Imagine that you are a sheep here for a second.  You just know that you have your life together and all is going well.  Eventually, you decide you are tired of all this bleating around you, and you are tired of the shepherd constantly watching you and dictating where you are allowed to go.  So you set off on your own and leave the flock.  It seems good for awhile, but then, on a dark night, you begin to hear howling all around you.  You’ve realized you’ve found yourself in danger and have very little chance of finding your way out.  You suddenly feel scared and alone.  Now- its not that the shepherd and the other sheep don’t care, they just are at such a distance that they can’t hear your call, can’t protect you with the crowd, and thus, you face the wolves alone.
Well, we can be grateful we have a God that is never satisfied in leaving us alone. In the last verse of Psalm 23, it reads “Your beauty and love chase after me every day of my life.”  Even in those moments of darkness, God is chasing after us.  And unlike the shepherd, God is guaranteed to find us, if we can stop running long enough for God’s love and beauty to catch up.
Its the same with that magical experience of this first Christian community.  They were able to share in each others joys and pains, but it required two things-
First, a community that was willing to show up and care.  Are we such a community?  When someone shares a need, do we rally to their cause?  When we notice someone in pain, do we seek to comfort them.  I’m happy to say I have heard many stories where this is true.  I remember Jane Kozdrone expressing how this community rallied behind her when her husband died.  But we must be vigilant about this.  It only takes one failure by a community when someone is in need for that trust to dissolve.

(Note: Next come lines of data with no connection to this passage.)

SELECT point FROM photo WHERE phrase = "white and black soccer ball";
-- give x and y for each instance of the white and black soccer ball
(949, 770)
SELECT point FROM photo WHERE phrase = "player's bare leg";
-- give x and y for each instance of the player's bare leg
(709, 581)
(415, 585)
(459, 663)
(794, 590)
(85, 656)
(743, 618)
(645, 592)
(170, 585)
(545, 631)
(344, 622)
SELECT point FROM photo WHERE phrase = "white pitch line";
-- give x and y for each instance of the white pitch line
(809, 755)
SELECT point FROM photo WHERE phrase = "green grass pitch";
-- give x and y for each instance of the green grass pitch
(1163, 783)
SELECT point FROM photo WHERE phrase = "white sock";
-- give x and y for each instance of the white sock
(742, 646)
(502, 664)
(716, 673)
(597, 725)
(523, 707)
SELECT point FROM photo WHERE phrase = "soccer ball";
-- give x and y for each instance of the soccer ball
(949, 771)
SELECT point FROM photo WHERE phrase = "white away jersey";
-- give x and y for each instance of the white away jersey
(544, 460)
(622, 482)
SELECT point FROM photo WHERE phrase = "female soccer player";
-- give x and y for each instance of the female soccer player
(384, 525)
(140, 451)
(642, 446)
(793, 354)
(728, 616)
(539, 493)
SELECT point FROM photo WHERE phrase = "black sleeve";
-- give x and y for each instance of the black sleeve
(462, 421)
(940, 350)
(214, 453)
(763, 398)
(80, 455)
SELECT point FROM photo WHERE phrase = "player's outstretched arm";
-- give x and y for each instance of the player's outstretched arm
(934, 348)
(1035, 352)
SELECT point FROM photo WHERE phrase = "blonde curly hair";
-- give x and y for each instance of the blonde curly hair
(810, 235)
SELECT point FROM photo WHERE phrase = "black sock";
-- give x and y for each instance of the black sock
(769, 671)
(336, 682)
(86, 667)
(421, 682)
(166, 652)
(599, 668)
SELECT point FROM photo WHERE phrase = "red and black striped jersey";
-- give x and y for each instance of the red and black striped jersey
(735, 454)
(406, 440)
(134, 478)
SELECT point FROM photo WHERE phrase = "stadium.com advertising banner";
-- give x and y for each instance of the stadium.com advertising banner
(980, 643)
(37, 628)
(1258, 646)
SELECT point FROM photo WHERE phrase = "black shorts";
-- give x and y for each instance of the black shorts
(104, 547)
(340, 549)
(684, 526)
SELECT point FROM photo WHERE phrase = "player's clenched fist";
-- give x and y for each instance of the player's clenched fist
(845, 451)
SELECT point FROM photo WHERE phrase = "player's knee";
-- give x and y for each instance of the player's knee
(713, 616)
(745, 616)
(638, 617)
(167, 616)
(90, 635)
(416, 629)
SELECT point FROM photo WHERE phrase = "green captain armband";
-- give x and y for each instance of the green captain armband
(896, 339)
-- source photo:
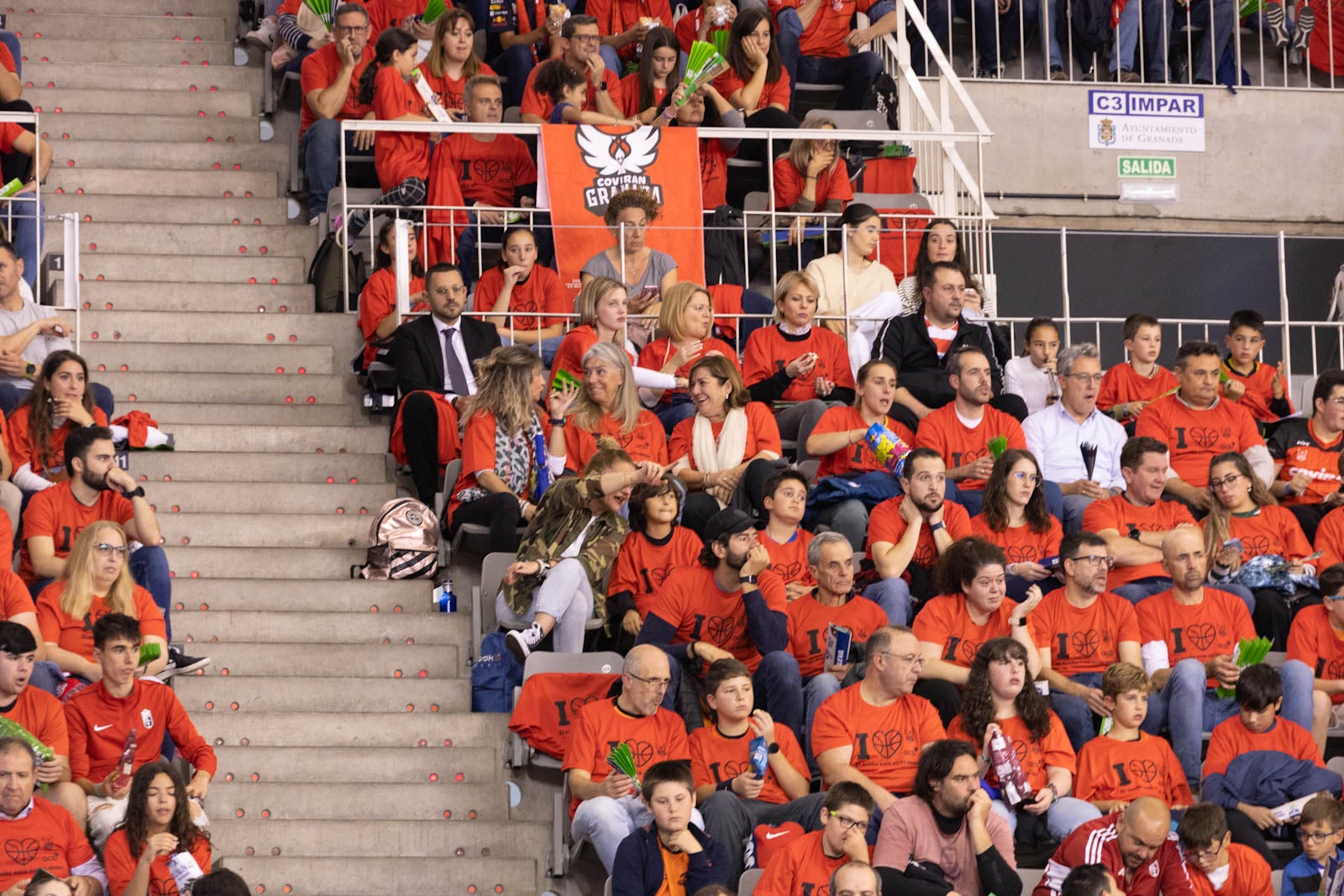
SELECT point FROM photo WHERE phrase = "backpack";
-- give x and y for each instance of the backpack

And second, we as individuals are called to do something crucial.  Each individual who came into the community brought with them everything they had- and they trusted to it to the care of others.  Are we willing to do that?  Are we willing to bring both our blessings and the darkest places of our heart, and share it with one another?  Because if we are not, its hard for the community to respond.  Unless we have invested something of ourselves in the community, how are they to recognize us when we have need?  If we almost never come, or if we slip in and out Sunday morning without sharing with one another, how are we to know when that day comes that you need a hand, or a shoulder to cry on, or our prayers?  We don’t operate as a quid-pro-quo organization, its not that you have to give something to receive any kind of care.  But its in the giving of yourself that you truly become part of the community.  Its in the giving of yourself that a true bond can be created.  And it is then, when we are in community, that we may praise God, have the good will of all people, and add to the number who will be saved.